NOAA 2000-068
Contact: Cirtis Carey

Autumn Expected To Bring Continued Warmth For Portions of the U.S.

In the meteorological record books, summer 2000 will be remembered for the
devastating wildfires that scorched more than 6.8 million acres across the nation, the
searing temperatures and drought that plagued parts of the West and South, the historic string of rain-free days in Texas, which rivaled the Dust Bowl of the 1930s, and the cooler-than-usual temperatures in the East. For example, the Washington, D.C. area had its coolest summer since 1972, and the San Francisco Bay Area, by contrast, had hotter-than-usual temperatures, including a heat wave with record temperatures of up to 110 degrees.

Today, NOAA scientists declared that La Niña, the system mostly responsible for the weather extremes, is not a factor now and do not expect it -- or its climatic opposite El Niño -- to influence global weather for the next nine months.
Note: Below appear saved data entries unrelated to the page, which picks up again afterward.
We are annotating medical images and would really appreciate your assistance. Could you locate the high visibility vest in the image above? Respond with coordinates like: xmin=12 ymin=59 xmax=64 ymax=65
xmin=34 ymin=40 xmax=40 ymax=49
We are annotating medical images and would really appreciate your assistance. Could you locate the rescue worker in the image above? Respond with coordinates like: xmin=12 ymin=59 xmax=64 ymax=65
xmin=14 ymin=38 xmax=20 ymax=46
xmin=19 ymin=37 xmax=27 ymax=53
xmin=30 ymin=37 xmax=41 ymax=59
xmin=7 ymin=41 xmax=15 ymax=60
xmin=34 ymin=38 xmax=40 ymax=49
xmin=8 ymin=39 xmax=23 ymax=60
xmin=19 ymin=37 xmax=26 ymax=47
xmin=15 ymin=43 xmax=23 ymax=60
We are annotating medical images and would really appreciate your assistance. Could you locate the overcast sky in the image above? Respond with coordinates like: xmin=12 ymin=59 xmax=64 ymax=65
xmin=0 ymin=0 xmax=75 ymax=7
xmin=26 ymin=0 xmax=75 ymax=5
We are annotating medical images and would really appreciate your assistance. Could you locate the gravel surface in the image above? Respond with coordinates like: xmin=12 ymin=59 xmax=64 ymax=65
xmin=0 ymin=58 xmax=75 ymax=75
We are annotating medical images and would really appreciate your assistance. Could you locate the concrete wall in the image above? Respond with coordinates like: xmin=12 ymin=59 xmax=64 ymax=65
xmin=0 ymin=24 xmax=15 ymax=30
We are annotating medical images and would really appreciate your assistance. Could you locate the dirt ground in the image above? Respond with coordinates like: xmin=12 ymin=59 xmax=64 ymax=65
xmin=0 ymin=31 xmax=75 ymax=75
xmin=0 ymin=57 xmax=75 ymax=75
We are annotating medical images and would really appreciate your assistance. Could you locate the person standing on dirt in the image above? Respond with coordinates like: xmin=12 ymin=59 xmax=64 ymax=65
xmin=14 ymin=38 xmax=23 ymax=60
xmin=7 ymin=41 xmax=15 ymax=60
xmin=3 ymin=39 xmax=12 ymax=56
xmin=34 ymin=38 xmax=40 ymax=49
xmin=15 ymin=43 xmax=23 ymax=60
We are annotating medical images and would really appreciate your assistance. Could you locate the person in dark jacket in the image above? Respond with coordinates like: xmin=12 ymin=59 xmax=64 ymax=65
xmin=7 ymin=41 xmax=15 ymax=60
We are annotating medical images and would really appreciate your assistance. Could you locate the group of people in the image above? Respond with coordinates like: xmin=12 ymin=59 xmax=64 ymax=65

The U.S. autumn forecast calls for the enhanced likelihood of warmer-than- normal temperatures in the Southwest, especially in the desert Southwest and in the Florida Peninsula. The likelihood of continued drier-than-normal conditions will prevail in the Southwest. The Northwest and the Central and Southern Plains will likely experience wetter-than-normal conditions, but not enough to eliminate the drought.

"For the first time in three years, global weather will not be impacted directly by either a strong El Niño or La Niña," said U.S. Secretary of Commerce Norman Y. Mineta. "This means a return to more normal weather, but it also means that long-term seasonal outlooks will be more uncertain without the firm influence of these climate cycles."

"Now that La Niña is history - we are at a turning point for our climate pattern," said NOAA Administrator D. James Baker. "This climate shift is one that we are continuing to study, but we know that without the influence of La Niña and El Niño, seasonal climate forecasting is more challenging."

El Niño occurs when sea-surface temperatures in the Equatorial Pacific are warmer than usual, and La Niña, when the water temperatures are cooler than normal. Both events influence the atmosphere and have ripple effects on weather around the world.

NOAA scientists also said a lesser-known, short-term climate phenomenon called the Madden-Julian Oscillation, is one of several atmospheric features that can impact the numbers and intensity of tropical storms. The MJO circulates from west to east around the globe, sometimes enhancing wind patterns favorable for rainfall. As the pattern approaches the Americas, other factors being equal, hurricanes are more likely to occur in the Gulf and Caribbean.

Retired Air Force Brig. Gen. Jack Kelly, director of NOAA's National Weather Service, said La Niña's exit will mean a return to more normal.

"Summer 2000 was one of transition, as La Niña faded but went out with a flourish," Kelly said, pointing to the recording-setting weather events. "Conditions to suppress wildfire activity will become more favorable, especially as we edge closer to the cold months."

With hurricane season at its peak, and with parts of the East receiving more rain than normal, Kelly warned of the severe flood dangers of land-falling tropical storms and hurricanes and urged residents to stay prepared.

"Every home, school, office, church or business along the East [and Gulf] Coasts should have a NOAA Weather Radio, and be prepared to respond when the warnings are announced," Kelly said.

Tom C. Peterson, chief of the Scientific Services Division at NOAA's National Climatic Data Center, said, "If we look at the year-to-date, January - August period, we find that the U.S. temperature is at record levels, though only slightly above the 1934 value." He added, "This is the 17th time the January-August period for the U.S. was above average in the last 20 years."